Tenía dos clases a la semana. La profesora era una niña vasca de las que fueron a Rusia en plena Guerra Civil y había vuelto a finales de los años 50. Fue la primera comunista que conocí en mi vida. Era sumamente discreta en cuanto a sus ideas, pero enseguida captó que conmigo y con Maye podía hablar con plena confianza. Maye tenía un año mas que yo, pero parecía mucho más lista y madura. Era catalana por ambos lados. Pronto caí deslumbrado y enamorado de ella (lo que no fue óbice para que en los años siguientes siguiera enamorándome en verano de mis amigas de Xativa, Amparo, Carmina e Inés).

Maye vivía en San Francisco de Sales 3, perfecto pretexto para ir y volver juntos a Mangold en un microbus amarillo. La recogía en su casa y después la acompañaba y me enrollaba en el portal sin querer despedirme. La verdad es que nos hicimos amiguísimos, teníamos muchos gustos e ideas en común, pero por el momento nada más.

Mis amigos participaron desde el primer momento de mi enamoramiento e incluso alguno vino a la salida de Mangold, para conocerla. Y a todos les gustó. La llamaban “la camarada”.
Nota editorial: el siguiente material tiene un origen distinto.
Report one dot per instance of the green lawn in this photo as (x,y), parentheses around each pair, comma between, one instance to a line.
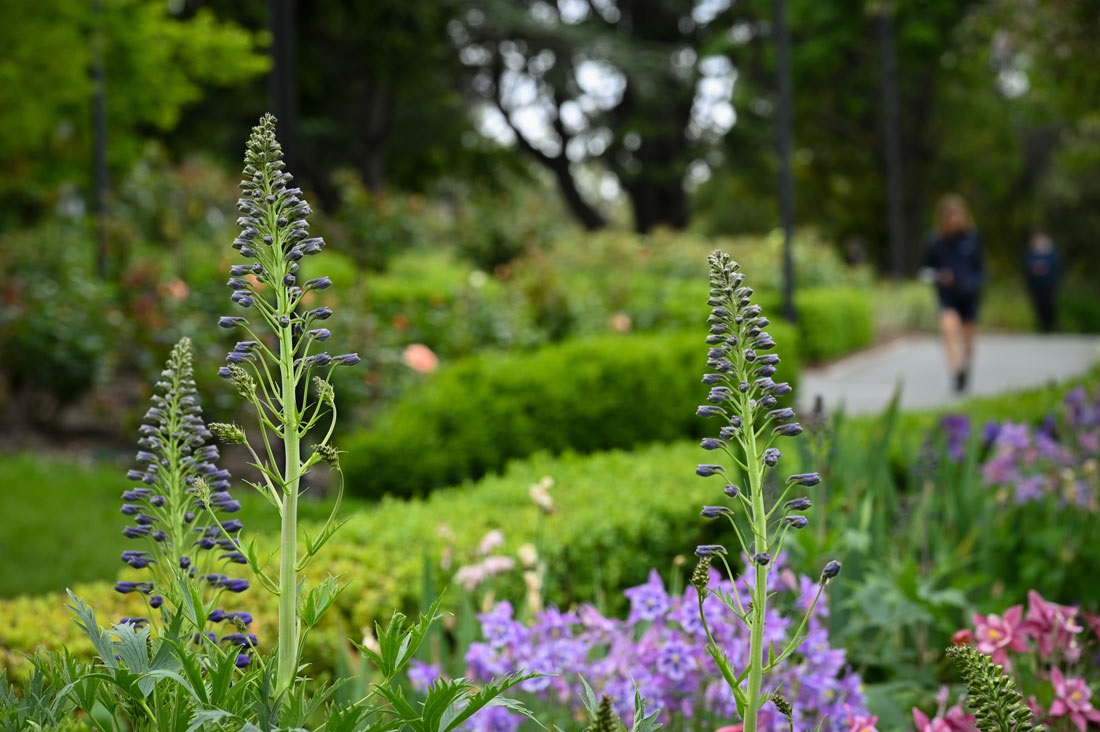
(63,522)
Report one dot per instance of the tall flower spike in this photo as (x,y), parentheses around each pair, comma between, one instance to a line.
(279,351)
(744,399)
(178,480)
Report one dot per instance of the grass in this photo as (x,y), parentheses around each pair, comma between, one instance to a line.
(64,523)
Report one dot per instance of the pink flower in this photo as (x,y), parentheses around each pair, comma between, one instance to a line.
(860,723)
(1053,626)
(1071,699)
(420,358)
(997,634)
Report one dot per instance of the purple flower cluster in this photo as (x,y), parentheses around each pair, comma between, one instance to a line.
(661,647)
(275,237)
(1056,459)
(180,490)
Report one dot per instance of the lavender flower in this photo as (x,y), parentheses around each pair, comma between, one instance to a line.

Durante casi tres años, hasta que entré en la universidad, seguí yendo a Mangold. Aprender, aprender, aprendí poquísimo, aunque llegué a hacerle poemas de amor en ruso a Maye, que la profesora, cómplice encantada, me corregía. En el ultimo año de Mangold, Maye entró en la universidad y todos los días me hacía participe de ese mundo que estaba descubriendo. Lo peor fue que ella se enamoró de un pijo rico de su clase, Ramón Gandarias, que afortunadamente no la hacía mucho caso. Gracias a eso, empezamos a salir a bailar a discotecas y a guateques en la Facultad o en casas de sus amigas.
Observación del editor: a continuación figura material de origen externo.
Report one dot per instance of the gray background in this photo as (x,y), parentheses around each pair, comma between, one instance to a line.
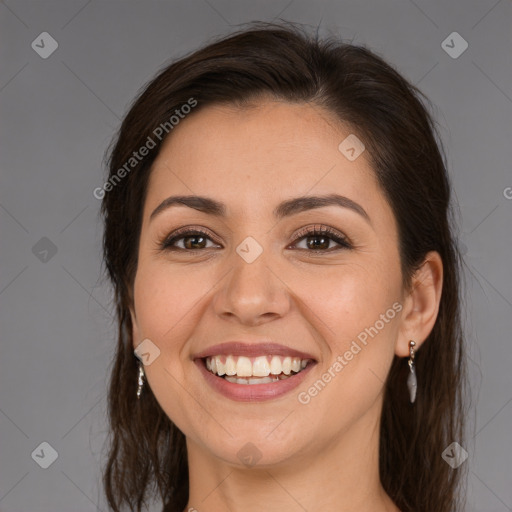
(58,116)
Mis padres me hicieron un traje a la medida para salir con ella. Escogí el modelo de un reportaje sobre los “mods” británicos. Era de cuadritos y de color entre amarillo pálido y marrón clarito. (Hay que recordar que a mi padre, como buen mediterráneo y a mi madre como buena esposa de un mediterráneo, les encantaban las ropas de colores y formas poco tradicionales). Menos mal que no hay fotos. Aunque nunca me lo dijo, a Maye no le debió gustar mucho mi traje “mod” y desde luego a su madre nada en absoluto; claro que su madre todos los días echaba leña al fuego para que su hija dejara de salir con ese muchachito.
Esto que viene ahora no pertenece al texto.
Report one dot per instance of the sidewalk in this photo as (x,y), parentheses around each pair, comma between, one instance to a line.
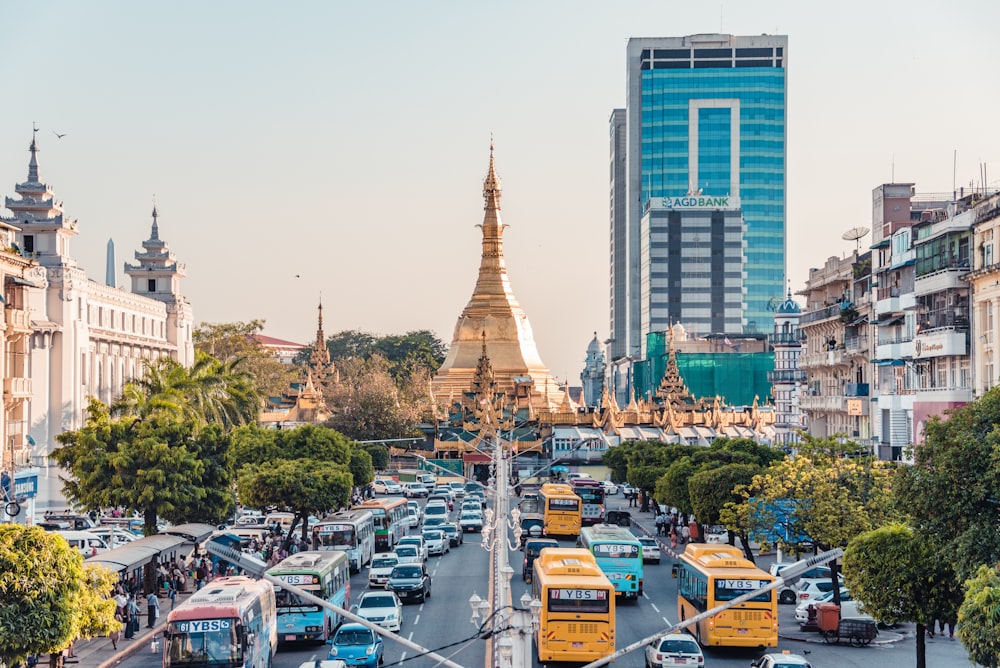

Con la profesora de ruso, Maye y yo seguimos viéndonos periódicamente. Cuando la escisión pro soviética del PCE, ella optó por los pro soviéticos de forma un tanto intransigente y dejamos de vernos.


Nunca exageré ni deformé el tipo de relación que durante esos tres cursos, quinto, sexto y preu, mantuve con Maye, pero curiosamente mis amigos llegaron a pensar que no les contaba todo y que entre “la camarada” y yo había mucho más de lo que les daba a entender. Al Padre Conrado, esperando mi futura marcha al Seminario de Miranda de Ebro, también desconfiaba mucho de esa amistad.